A path specifies a location in a directory structure, while a filename only includes the file name itself. Directories only include directory name information.

Function Reference

The org package provides several key functions for project management:

Core Functions

org::initialize_project(): Set up project structure and source R files
org::set_results(): Modify results folder after project initialization
org::project: Environment containing all project folder locations

File Operations

org::path(): Construct cross-platform file paths
org::ls_files(): List files with optional pattern matching
org::move_directory(): Move directories safely
org::write_text(): Write text files with consistent formatting

Utility Functions

org::package_installed(): Check if packages are installed
org::create_project_quarto_internal_results(): Create Quarto projects with internal results
org::create_project_quarto_external_results(): Create Quarto projects with external results

Common Workflows

Setting Up a New Analysis

# 1. Initialize project structure
org::initialize_project(
  env = .GlobalEnv,
  home = "/path/to/your/analysis/",
  results = "/path/to/results/",
  data_raw = "/path/to/data/"
)

# 2. Create analysis functions in R/ folder
# 3. Run analysis from Run.R  
# 4. Results automatically saved to org::project$results_today

Working with Existing Projects

# Reinitialize existing project
org::initialize_project(
  env = .GlobalEnv,
  home = "/existing/analysis/path/",
  results = "/existing/results/path/"
)

# Update results location if needed
org::set_results("/new/results/path/")

Environment Management

Recommendation: Always use .GlobalEnv - it makes life so much easier!
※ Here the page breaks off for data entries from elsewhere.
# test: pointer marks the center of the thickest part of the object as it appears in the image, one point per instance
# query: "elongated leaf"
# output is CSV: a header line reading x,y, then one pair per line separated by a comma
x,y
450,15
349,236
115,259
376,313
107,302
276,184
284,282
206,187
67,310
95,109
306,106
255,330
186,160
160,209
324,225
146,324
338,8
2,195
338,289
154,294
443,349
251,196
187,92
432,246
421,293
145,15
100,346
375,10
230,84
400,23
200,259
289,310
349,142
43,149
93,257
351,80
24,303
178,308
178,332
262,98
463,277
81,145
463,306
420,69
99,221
All your functions will be directly accessible without having to worry about environment scoping issues.

# Recommended approach - use .GlobalEnv
org::initialize_project(env = .GlobalEnv, ...)

# Only use custom environments in special cases (e.g., package development)
my_env <- new.env()
org::initialize_project(env = my_env, ...)

Path Construction and Cross-Platform Compatibility

The org::path() function ensures your code works across different operating systems:

# Cross-platform path construction
data_file <- org::path(org::project$data_raw, "survey_data.csv")
output_file <- org::path(org::project$results_today, "analysis_results.xlsx")

# Handles multiple path components
nested_path <- org::path("folder1", "subfolder", "file.txt")

# Removes double slashes automatically
clean_path <- org::path("folder//", "//file.txt")  # Returns "folder/file.txt"

Troubleshooting

Common Issues

Path Issues

Always use org::path() for cross-platform compatibility
Avoid hardcoded absolute paths in shared code
Check that all specified directories exist and are accessible
Ensure you have write permissions to results directories

Sourcing Problems

# If functions aren't loading from R/ folder:
# 1. Check that R files are in the correct directory
org::ls_files(org::path(org::project$home, "R"))

# 2. Verify file extensions are .R or .r
# 3. Check for syntax errors in R files
# 4. Restart R and reinitialize project if needed

Getting Help

Check the package documentation: help(package = "org")
View function help: ?org::initialize_project
Report issues at: https://github.com/csids/org/issues